Jack Donnelly was born in Portland, Oregon in 2001 but after a few years he moved with his family to Bloomington, Indiana where he grew up. As a twin, Jack always tried to be independent of his twin sister and become his own person, developing interests personal to him; the most prominent being his interest in art. Jack started with an interest in realism, drawing graphite portraits as detailed and true-to-life as possible, even selling pieces to friends at school for extra practice.

With an emotional drive, Jack let his heart lead his work, taking on darker topics like death and mental illness. Jack would surround himself with as many types of art as he could, taking an avid interest in researching musical art as well as designing and thrifting clothing. Jack drew inspiration from many movements and periods including, the postmodern movement, the surrealist period, the cubist style, and the neo-expressionist movement where he found great inspiration from Jean Michel Basquiat.

Jack excelled in the use of digital applications like photoshop and became the top graphic art student in his high school. This graphic art has become Jack’s primary medium.

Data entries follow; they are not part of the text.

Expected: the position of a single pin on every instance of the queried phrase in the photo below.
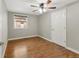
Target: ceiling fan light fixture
(44, 10)
(40, 11)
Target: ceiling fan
(43, 6)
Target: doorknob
(1, 43)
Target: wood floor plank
(36, 47)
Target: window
(20, 22)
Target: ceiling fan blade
(49, 1)
(34, 10)
(33, 6)
(51, 7)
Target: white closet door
(58, 27)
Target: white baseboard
(22, 37)
(71, 49)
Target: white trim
(5, 46)
(22, 37)
(71, 49)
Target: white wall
(58, 26)
(44, 26)
(3, 25)
(17, 33)
(73, 26)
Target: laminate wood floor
(36, 47)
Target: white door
(58, 27)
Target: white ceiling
(23, 6)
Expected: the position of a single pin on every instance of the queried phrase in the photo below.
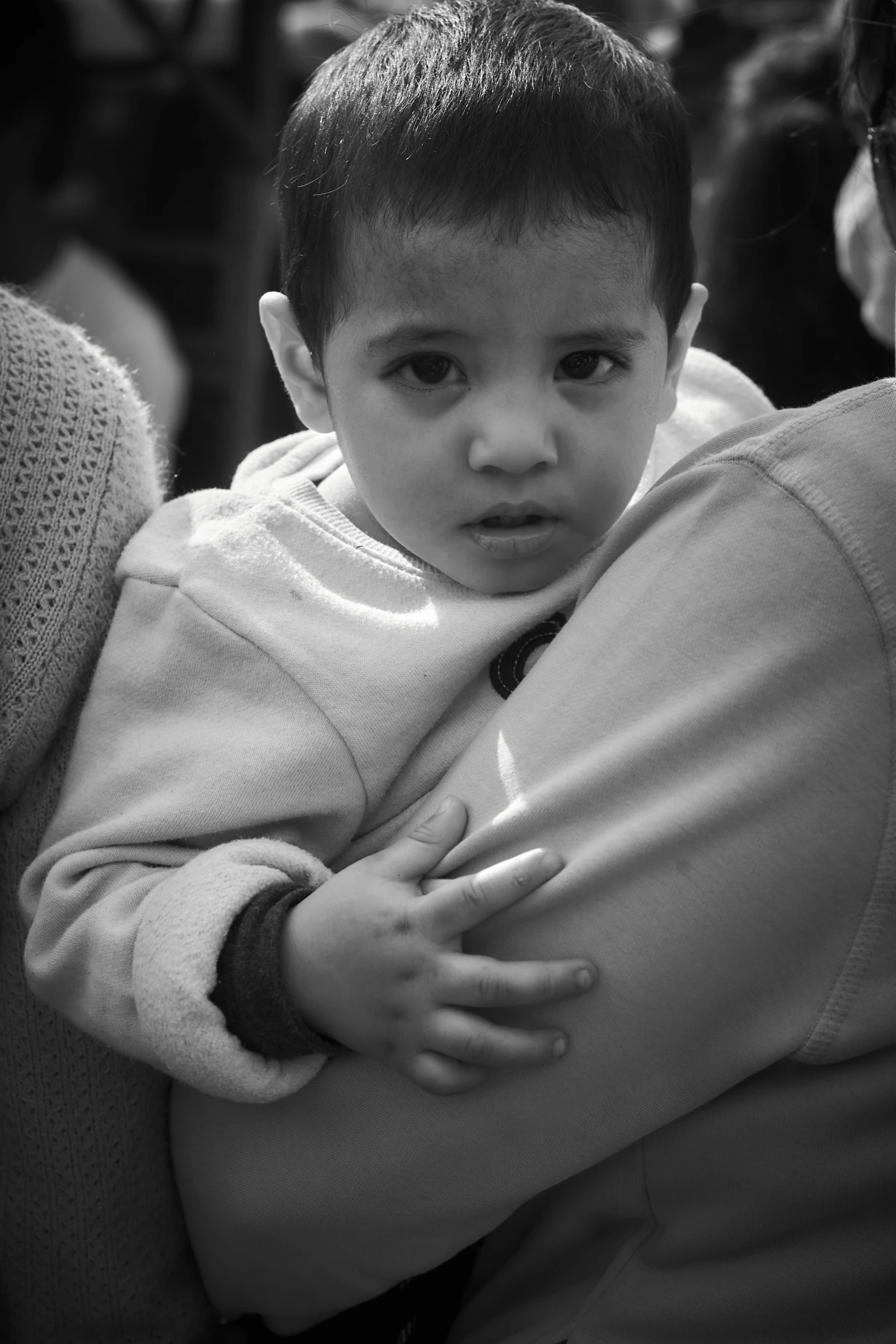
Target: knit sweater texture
(91, 1239)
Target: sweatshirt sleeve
(202, 778)
(720, 786)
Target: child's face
(496, 404)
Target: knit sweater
(91, 1239)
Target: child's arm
(375, 964)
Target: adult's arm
(710, 746)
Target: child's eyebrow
(408, 333)
(628, 336)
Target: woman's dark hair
(868, 59)
(778, 308)
(507, 113)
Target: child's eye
(586, 365)
(429, 370)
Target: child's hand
(374, 963)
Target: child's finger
(412, 857)
(439, 1074)
(485, 983)
(473, 1041)
(464, 902)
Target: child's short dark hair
(497, 112)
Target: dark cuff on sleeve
(250, 988)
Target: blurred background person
(137, 179)
(39, 104)
(778, 307)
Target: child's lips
(511, 538)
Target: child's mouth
(512, 535)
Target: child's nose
(512, 440)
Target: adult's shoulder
(836, 459)
(78, 475)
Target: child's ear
(679, 347)
(304, 381)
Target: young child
(488, 299)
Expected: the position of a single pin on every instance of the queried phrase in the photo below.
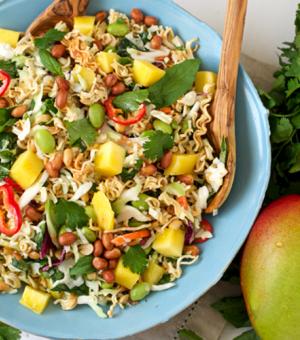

“I have always been interested in how when you construct a figure it is considered art but at some point, you are imitating life. I think that everything is art, but I like to mix realism with more abstract styles to express the complexity of our world. This mixing of styles is my way of commenting on how fascinating it is that we have so many ways of expressing the same idea. I could draw a detailed figure of a man; blending shadows and highlights, measuring every precise angle, or I could carefully combine colors and circles and curved lines, with seemingly no meaning on their own, to create the figure of a man so the same. I have fun using both tactics, like painting while wearing mis-matched glasses; the right lens a piece of broken, orange-tinted glass from a bottle, the left lens a clear, clean-cut piece of glass from a microscope.”